Dijital karbon salınımını azaltmak için geçtiğimiz yıl IMPACT+ iş birliğini başlatan L’Oréal Türkiye, bu uygulamayı artık tüm markaları için yaygınlaştırdı. Ad Net Zero Türkiye oluşumuna verdiği destekle, iletişim sektöründe de net sıfır hedefiyle dönüşümün parçası oluyor.

Doğaya katkı tarafında ise, Muğla’daki yangın bölgelerine 50 bin tohum topu ile 6000 m2’lik bir alan için yeniden yeşertme çalışmaları sürdürülüyor. Öte yandan, yeniden doldurulabilir ürün portföyüyle ambalaj atığını azaltmayı hedefleyen şirket, 2030’a kadar saf plastik kullanımını %50 düşürmeyi ve tüm ambalajlarını geri dönüştürülebilir hale getirmeyi planlıyor.
L’Oréal Türkiye, sürdürülebilirliği yalnızca çevresel değil, toplumsal kalkınmanın da anahtarı olarak görüyor. 2030 yılına kadar 5 milyon kadının güçlenmesine katkı sunma ve 100.000 dezavantajlı bireyin işe erişimini destekleme hedefi bu yaklaşımı yansıtıyor.

L’Oréal Türkiye Ülke Genel Müdürü Sinem Sandıkçı Gökçen, sürdürülebilirliği yalnızca çevresel değil, bütüncül bir dönüşüm hedefi olarak benimsediklerini şu sözlerle vurguladı:
“Sürdürülebilirliği sadece çevresel bir hedef değil, iş yapış biçimimizin ayrılmaz bir parçası olarak görüyoruz. Bilimi, teknolojiyi ve insanı bir araya getirerek daha yaşanabilir bir geleceği birlikte inşa ediyoruz.
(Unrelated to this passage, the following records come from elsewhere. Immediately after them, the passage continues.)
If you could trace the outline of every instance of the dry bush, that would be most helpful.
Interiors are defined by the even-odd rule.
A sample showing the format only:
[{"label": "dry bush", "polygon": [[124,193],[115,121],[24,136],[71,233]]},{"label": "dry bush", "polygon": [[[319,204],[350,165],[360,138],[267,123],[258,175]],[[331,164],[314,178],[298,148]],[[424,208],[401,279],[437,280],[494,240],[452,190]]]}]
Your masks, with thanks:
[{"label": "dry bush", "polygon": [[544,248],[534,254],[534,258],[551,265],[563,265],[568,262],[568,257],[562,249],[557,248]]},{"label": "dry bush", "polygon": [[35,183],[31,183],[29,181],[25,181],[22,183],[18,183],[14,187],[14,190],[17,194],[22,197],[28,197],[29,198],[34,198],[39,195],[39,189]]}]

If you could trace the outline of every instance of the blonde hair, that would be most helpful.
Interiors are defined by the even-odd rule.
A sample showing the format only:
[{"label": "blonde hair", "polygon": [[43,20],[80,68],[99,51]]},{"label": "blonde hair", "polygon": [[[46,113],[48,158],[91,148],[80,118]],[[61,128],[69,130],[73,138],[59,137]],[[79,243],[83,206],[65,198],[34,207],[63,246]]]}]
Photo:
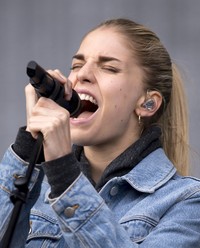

Tüm ekosisteme sesleniyor, birlikte dönüşmenin gücüne inanıyoruz.”
Bu yenilikçi ve bütüncül yaklaşımıyla L’Oréal Türkiye, sadece bugünü değil, yarının dünyasını da daha sağlıklı, daha eşitlikçi ve daha sürdürülebilir kılma yolunda kararlılıkla ilerliyor.